Videos by OutKick
There appear to be cracks in the silence that was deafening across the collegiate and U.S. Olympic swimming community as Penn transgender swimmer Lia Thomas was smashing records and leaving teammates in tears at the beginning of the month. Two brave Penn swimmers sat down with OutKick for anonymous interviews, but voices within swimming leadership hadn’t come forward to speak out until USA Swimming official Cynthia Millen stepped forward.
In a December 17 letter to USA Swimming, Millen announced she was quitting in protest.
“I can’t do this, I can’t support this,” Millen announced via her resignation.
“I told my fellow officials that I can no longer participate in a sport which allows biological men to compete against women,” Millen wrote in her letter.

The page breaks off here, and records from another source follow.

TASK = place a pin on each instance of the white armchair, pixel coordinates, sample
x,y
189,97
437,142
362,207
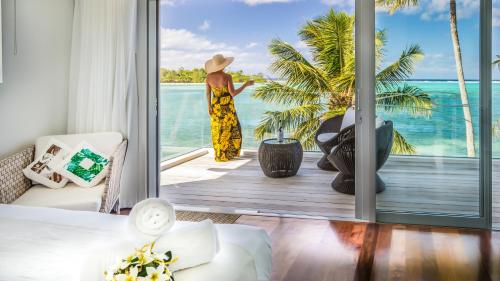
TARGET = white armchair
x,y
16,189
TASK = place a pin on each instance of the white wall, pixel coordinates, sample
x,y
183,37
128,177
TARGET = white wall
x,y
33,95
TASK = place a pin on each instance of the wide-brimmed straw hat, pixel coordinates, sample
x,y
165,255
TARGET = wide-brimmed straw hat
x,y
217,62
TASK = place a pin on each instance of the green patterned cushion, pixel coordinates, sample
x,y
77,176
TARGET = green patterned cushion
x,y
86,166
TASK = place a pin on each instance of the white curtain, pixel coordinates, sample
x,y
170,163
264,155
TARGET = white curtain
x,y
103,86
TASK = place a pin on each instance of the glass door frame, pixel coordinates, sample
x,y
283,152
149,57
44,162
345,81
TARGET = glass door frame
x,y
365,127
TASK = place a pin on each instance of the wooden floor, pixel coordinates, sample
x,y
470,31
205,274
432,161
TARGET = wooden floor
x,y
413,184
343,251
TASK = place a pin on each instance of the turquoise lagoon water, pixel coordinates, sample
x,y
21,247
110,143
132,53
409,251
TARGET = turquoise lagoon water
x,y
185,124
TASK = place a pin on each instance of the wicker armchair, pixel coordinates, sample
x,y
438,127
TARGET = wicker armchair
x,y
342,156
325,137
14,184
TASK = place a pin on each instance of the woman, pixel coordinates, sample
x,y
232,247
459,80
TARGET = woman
x,y
226,129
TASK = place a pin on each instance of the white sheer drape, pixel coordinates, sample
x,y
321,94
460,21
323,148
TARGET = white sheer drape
x,y
103,86
102,64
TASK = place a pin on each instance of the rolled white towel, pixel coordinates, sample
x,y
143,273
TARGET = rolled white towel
x,y
151,218
193,245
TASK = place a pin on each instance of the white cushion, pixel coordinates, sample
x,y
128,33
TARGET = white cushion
x,y
44,168
106,143
349,118
326,137
71,197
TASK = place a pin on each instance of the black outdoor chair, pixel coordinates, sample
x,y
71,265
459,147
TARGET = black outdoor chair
x,y
326,136
342,156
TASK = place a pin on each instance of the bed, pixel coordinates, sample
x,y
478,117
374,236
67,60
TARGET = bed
x,y
54,244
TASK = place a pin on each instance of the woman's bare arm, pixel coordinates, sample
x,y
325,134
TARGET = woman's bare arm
x,y
234,92
208,93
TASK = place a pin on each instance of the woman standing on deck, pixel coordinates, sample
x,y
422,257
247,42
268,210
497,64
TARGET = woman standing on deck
x,y
225,126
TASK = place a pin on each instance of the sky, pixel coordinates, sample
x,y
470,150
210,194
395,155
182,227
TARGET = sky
x,y
192,31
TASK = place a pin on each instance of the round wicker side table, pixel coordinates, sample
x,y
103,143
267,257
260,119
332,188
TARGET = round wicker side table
x,y
280,159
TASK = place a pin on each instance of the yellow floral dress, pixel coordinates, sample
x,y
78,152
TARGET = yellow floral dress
x,y
225,126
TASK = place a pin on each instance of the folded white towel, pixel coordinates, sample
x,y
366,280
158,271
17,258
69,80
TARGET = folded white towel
x,y
194,244
151,218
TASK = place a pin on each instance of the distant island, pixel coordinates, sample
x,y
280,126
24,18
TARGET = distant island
x,y
198,75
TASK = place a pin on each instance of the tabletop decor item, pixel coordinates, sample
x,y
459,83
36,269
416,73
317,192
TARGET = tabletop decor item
x,y
280,158
144,264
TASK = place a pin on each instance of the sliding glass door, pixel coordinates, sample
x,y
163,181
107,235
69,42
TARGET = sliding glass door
x,y
431,127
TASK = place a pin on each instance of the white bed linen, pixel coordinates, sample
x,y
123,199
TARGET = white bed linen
x,y
53,244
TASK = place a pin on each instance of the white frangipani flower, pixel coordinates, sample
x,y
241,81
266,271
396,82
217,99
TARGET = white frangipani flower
x,y
156,274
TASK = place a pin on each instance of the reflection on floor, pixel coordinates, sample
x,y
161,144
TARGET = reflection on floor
x,y
334,250
425,184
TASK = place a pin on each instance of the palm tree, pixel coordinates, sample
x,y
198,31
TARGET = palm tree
x,y
393,6
317,90
497,62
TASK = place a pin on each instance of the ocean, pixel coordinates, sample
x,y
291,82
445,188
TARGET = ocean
x,y
185,123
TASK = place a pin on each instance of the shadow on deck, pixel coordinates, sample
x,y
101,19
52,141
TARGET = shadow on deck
x,y
422,184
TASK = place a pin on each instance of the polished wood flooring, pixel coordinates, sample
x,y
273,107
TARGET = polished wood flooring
x,y
317,250
425,184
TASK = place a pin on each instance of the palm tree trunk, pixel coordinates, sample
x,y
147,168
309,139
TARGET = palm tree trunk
x,y
469,129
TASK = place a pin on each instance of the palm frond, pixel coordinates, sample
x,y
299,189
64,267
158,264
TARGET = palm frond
x,y
288,119
497,62
279,93
331,40
401,145
408,98
399,70
380,42
394,5
290,65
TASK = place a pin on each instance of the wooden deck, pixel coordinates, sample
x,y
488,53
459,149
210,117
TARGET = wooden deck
x,y
448,185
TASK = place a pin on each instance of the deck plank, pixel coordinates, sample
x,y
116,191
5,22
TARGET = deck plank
x,y
425,184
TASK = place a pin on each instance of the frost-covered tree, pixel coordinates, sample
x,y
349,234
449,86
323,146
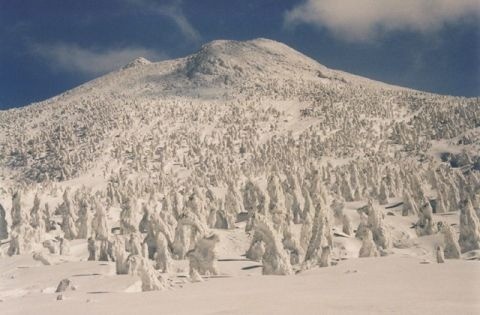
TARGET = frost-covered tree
x,y
469,227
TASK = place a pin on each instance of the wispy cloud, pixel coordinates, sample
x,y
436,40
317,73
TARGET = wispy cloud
x,y
73,58
172,10
358,20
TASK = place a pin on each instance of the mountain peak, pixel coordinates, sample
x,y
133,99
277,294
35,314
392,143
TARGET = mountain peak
x,y
140,61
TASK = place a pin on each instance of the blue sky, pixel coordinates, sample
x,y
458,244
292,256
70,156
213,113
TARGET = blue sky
x,y
49,46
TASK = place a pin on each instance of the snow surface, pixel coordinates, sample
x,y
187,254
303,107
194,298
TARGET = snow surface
x,y
156,132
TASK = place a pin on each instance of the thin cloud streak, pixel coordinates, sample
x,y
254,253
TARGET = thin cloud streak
x,y
363,20
172,10
73,58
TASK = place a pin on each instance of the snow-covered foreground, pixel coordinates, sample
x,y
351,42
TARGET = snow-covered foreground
x,y
398,284
243,179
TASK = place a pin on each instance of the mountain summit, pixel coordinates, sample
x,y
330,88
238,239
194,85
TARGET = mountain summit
x,y
243,159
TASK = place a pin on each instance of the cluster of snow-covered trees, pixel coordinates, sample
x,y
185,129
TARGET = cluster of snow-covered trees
x,y
170,152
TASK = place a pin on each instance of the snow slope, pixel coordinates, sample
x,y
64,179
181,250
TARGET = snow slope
x,y
265,148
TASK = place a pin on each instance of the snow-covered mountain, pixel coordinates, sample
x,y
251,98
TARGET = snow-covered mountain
x,y
292,164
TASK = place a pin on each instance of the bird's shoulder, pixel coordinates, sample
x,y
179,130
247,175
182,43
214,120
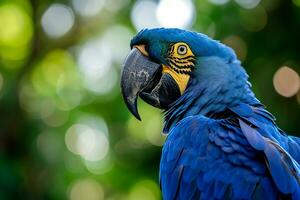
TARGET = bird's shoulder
x,y
209,158
225,158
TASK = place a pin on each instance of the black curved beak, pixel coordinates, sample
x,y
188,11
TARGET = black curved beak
x,y
143,77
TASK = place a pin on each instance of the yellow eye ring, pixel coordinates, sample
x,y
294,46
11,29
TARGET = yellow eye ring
x,y
182,50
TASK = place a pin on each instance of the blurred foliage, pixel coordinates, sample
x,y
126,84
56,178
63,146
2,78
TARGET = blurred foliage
x,y
64,130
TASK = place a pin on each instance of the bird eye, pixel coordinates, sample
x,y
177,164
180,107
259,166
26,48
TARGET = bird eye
x,y
182,50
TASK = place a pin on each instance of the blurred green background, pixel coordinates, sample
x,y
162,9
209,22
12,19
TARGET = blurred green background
x,y
64,130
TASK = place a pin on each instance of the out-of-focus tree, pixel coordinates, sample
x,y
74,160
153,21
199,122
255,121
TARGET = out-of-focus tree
x,y
64,131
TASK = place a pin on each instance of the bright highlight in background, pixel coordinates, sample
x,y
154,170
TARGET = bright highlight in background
x,y
167,13
57,20
143,14
286,81
219,2
176,13
88,8
248,4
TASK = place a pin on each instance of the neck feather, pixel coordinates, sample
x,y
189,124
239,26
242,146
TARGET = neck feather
x,y
211,93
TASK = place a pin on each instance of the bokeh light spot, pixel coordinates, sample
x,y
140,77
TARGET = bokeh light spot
x,y
248,4
101,166
87,189
115,5
15,33
238,44
254,20
143,14
176,13
57,20
88,8
296,2
219,2
286,81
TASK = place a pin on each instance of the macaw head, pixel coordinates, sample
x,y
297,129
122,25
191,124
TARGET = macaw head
x,y
165,63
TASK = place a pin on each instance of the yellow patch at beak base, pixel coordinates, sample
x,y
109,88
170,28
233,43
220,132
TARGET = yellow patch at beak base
x,y
181,79
142,49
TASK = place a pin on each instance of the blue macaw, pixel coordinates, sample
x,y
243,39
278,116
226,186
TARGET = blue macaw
x,y
222,143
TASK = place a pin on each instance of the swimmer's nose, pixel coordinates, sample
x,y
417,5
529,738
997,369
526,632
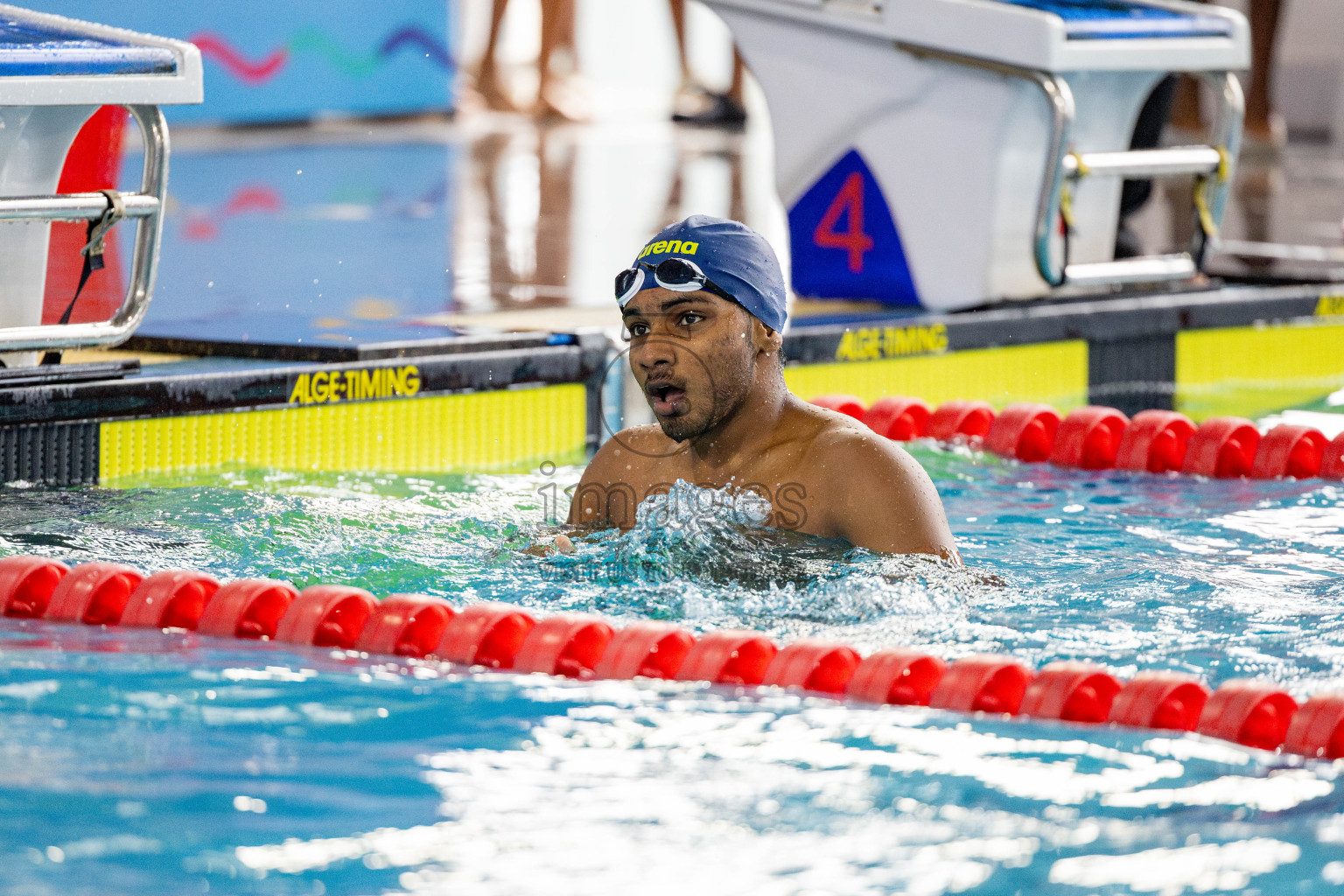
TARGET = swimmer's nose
x,y
654,354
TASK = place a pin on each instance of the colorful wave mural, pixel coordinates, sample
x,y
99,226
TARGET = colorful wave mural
x,y
354,65
275,60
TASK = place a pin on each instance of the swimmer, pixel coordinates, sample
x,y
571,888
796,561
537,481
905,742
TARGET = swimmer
x,y
704,308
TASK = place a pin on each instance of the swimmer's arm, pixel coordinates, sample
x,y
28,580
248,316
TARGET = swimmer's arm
x,y
879,497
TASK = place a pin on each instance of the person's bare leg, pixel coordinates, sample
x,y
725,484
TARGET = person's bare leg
x,y
486,80
1265,17
677,8
735,89
558,94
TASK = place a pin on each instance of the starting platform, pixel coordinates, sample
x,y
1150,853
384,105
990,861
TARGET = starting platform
x,y
292,374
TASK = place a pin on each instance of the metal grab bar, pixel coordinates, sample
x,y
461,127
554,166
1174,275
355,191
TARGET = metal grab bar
x,y
73,207
1144,163
148,206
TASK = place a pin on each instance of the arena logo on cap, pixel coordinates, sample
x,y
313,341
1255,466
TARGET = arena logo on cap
x,y
672,248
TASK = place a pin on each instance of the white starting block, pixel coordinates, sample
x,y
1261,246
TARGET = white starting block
x,y
54,74
932,150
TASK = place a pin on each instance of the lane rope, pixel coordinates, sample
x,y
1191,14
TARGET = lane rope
x,y
504,637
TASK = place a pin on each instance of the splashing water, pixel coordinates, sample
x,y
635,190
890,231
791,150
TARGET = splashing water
x,y
163,763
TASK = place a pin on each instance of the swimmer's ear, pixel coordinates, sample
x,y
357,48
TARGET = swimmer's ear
x,y
765,339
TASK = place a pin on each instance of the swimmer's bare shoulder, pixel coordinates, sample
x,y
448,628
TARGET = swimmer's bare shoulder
x,y
872,494
619,477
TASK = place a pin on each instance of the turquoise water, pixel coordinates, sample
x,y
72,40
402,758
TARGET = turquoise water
x,y
167,763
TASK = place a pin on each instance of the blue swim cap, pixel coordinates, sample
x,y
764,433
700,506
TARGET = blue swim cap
x,y
734,256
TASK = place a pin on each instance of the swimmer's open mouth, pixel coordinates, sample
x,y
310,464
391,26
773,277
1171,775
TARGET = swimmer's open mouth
x,y
666,398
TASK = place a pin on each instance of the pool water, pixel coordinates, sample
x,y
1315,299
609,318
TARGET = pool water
x,y
155,762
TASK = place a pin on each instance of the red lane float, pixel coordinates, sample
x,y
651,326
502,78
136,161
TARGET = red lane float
x,y
25,584
1155,441
903,677
1248,712
501,635
1222,448
962,421
814,665
1318,730
729,659
1332,459
170,599
406,625
327,615
486,634
1070,692
847,404
246,609
94,594
983,684
648,649
1025,431
1088,438
1289,451
900,419
1160,700
566,645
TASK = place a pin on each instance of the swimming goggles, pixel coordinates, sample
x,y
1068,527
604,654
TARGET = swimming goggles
x,y
676,274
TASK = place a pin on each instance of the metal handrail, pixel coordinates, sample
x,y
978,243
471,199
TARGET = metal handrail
x,y
147,206
1144,163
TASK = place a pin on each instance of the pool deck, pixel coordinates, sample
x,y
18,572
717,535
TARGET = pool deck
x,y
312,277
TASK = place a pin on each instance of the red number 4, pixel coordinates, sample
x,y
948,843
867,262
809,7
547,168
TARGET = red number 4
x,y
854,240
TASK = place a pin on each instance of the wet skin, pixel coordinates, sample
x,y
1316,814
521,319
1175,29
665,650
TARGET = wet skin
x,y
724,419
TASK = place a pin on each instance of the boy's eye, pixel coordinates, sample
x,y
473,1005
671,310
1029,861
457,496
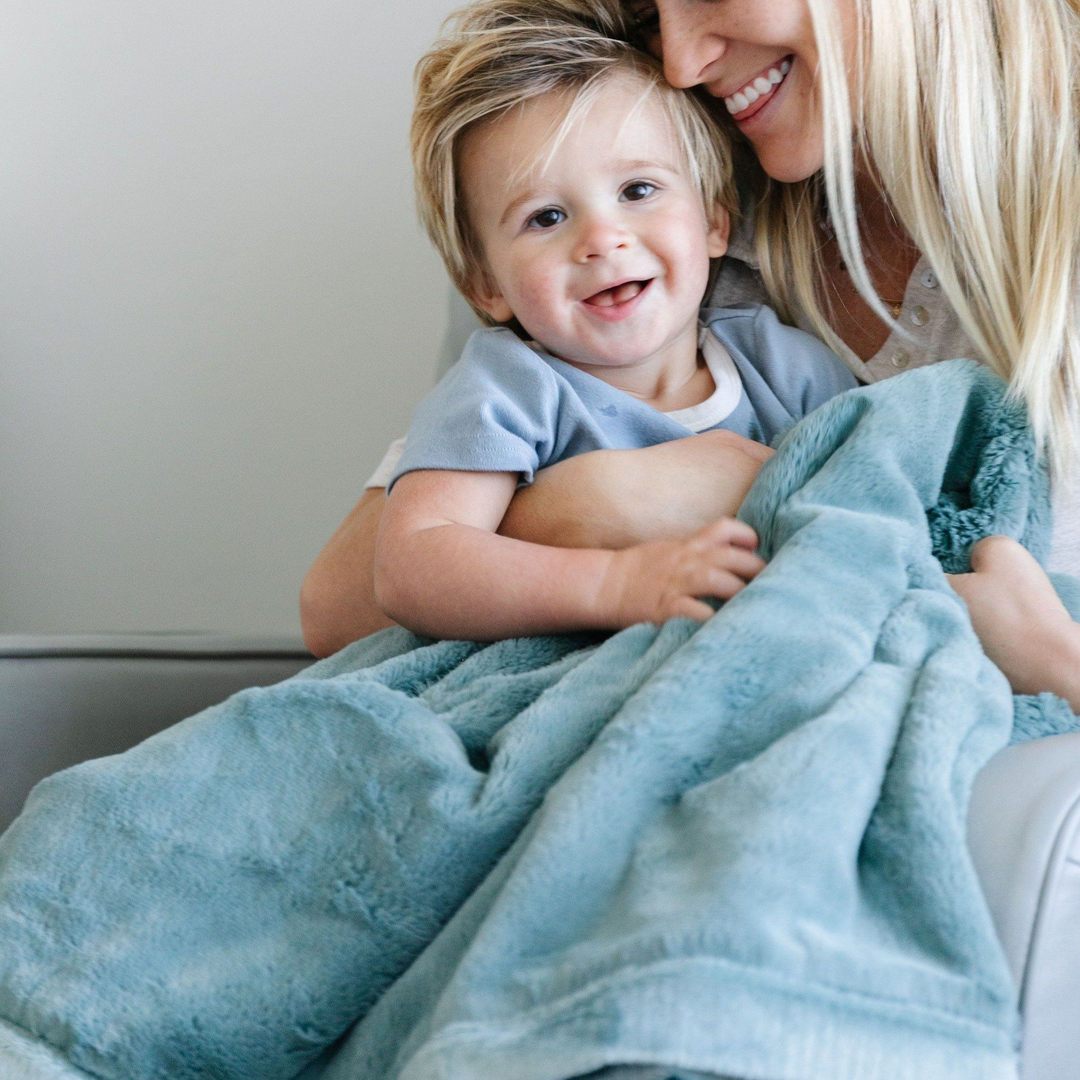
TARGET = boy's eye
x,y
545,218
638,190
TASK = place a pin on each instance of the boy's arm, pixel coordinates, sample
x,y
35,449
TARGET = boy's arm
x,y
603,499
442,570
1022,623
337,597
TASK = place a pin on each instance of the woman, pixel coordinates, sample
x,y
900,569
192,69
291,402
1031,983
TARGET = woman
x,y
944,228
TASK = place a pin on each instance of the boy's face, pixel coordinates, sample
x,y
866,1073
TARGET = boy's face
x,y
599,247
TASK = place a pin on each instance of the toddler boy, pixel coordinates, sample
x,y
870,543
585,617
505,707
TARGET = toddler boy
x,y
577,200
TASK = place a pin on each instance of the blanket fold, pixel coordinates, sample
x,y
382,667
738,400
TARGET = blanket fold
x,y
736,848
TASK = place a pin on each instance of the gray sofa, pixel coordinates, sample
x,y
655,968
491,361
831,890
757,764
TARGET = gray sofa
x,y
67,699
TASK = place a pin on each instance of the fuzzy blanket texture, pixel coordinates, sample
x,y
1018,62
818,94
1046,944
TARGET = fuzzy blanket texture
x,y
737,847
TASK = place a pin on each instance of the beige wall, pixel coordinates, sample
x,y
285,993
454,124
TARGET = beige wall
x,y
215,305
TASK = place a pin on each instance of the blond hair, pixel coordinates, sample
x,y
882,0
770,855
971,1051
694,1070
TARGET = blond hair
x,y
968,113
495,55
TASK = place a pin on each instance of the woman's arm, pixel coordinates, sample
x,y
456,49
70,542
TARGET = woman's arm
x,y
604,499
442,570
1021,621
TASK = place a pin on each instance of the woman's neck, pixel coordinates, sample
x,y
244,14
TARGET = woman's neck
x,y
890,257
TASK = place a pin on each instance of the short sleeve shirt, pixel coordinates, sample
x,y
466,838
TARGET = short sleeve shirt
x,y
507,406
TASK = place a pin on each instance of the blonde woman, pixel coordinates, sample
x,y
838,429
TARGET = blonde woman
x,y
913,187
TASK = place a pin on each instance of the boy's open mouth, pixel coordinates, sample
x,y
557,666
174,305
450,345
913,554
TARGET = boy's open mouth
x,y
617,294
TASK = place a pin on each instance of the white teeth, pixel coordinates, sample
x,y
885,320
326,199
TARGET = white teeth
x,y
761,85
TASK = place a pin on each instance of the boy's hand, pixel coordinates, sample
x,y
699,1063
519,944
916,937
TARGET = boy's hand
x,y
652,582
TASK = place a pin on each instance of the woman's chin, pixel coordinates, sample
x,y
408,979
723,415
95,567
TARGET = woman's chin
x,y
785,166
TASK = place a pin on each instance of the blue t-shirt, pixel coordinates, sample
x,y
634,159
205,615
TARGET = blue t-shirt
x,y
508,407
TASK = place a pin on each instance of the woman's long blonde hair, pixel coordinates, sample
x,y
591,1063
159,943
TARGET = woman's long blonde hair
x,y
968,113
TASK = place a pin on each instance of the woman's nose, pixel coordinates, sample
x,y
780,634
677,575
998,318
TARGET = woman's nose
x,y
689,51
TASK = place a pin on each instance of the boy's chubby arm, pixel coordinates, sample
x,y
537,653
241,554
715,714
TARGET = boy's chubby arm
x,y
603,499
442,570
619,498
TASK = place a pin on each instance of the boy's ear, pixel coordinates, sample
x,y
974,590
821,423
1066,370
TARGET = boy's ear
x,y
719,229
486,296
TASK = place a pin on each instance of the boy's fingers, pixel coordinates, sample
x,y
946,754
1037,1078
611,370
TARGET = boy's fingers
x,y
690,608
729,530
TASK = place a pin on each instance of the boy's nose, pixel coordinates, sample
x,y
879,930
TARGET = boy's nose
x,y
599,237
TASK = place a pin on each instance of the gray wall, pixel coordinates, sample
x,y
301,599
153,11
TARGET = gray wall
x,y
215,305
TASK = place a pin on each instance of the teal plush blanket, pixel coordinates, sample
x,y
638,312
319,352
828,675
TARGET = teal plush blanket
x,y
737,848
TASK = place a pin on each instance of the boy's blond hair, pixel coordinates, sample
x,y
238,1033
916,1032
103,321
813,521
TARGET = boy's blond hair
x,y
495,55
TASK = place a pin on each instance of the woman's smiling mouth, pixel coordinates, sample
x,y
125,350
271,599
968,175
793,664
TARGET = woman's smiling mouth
x,y
758,92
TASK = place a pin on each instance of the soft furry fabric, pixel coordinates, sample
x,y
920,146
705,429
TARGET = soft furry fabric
x,y
736,848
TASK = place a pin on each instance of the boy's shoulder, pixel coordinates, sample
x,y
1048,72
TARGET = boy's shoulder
x,y
788,359
498,353
752,323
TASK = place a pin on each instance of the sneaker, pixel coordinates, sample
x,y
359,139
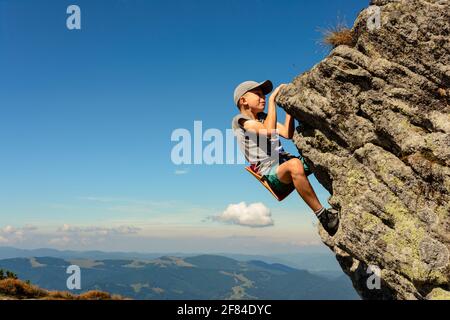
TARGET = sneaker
x,y
329,219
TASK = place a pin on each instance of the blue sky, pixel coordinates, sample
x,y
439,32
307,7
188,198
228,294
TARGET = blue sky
x,y
86,118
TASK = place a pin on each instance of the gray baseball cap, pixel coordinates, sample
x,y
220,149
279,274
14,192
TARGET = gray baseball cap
x,y
246,86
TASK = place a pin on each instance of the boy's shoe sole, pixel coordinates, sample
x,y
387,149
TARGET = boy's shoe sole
x,y
330,221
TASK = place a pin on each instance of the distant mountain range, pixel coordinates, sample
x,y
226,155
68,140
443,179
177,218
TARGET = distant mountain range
x,y
319,262
170,277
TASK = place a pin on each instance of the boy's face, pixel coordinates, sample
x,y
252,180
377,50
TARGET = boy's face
x,y
255,99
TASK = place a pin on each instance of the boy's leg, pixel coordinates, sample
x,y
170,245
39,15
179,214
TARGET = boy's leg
x,y
292,171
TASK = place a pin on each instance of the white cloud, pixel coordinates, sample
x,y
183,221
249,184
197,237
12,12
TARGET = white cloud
x,y
10,234
255,215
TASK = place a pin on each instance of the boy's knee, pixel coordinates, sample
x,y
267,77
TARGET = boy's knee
x,y
296,167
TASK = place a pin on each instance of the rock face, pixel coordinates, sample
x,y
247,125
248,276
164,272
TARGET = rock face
x,y
375,129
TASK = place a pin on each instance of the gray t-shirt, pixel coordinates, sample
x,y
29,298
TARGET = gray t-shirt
x,y
259,149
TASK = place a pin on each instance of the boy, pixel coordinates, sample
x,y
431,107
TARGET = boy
x,y
258,137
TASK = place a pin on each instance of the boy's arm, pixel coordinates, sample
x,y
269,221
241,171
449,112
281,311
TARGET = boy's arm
x,y
270,123
287,130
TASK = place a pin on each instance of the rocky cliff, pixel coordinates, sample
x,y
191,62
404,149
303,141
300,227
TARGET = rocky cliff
x,y
375,129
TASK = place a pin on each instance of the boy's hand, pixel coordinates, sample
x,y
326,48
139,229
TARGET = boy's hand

Everything fair about swimming is being destroyed.”
How would Millen have handled Thomas’ situation in Akron where Thomas set a bunch of records and beat biologically female teammate by 38 seconds?
“If Lia came on my deck as a referee, I would pull the coach aside and say, ‘Lia can swim, but Lia can swim exhibition or a time trial. Lia cannot compete against those women because that’s not fair,’” the former swimming official told the Washington Times.
Millen is now calling on officials to refuse to work races where transgender swimmers are to race against biological females, the Times reports.
During an interview with Fox News, Millen echoed the sentiments of the Penn swimmers who talked to OutKick. The female swimmers go into races knowing there’s nothing they can do to outperform Thomas.
“It’s placing women who can never compete with a man at a gross disadvantage by basically … calling this person a female competitor,” Millen told Raymond Arroyo. “He’s not. It’s his body that will always be different and always be faster as a competitive swimmer. And it’s this great illusion that somehow, because he feels he’s a female, that he can be a female swimmer. This is grossly unfair to all the women who have worked so hard. Women biologically will never be faster than men.”
Still, the NCAA remains silent on Thomas and seems set to allow the Penn swimmer to attend the NCAA championships in March where Thomas will be the odds on favorite to leave with at least one national title and maybe more.
“Bodies swim against bodies. Gender identities don’t swim,” Millen told Fox. “Lia is a man who is swimming against women.”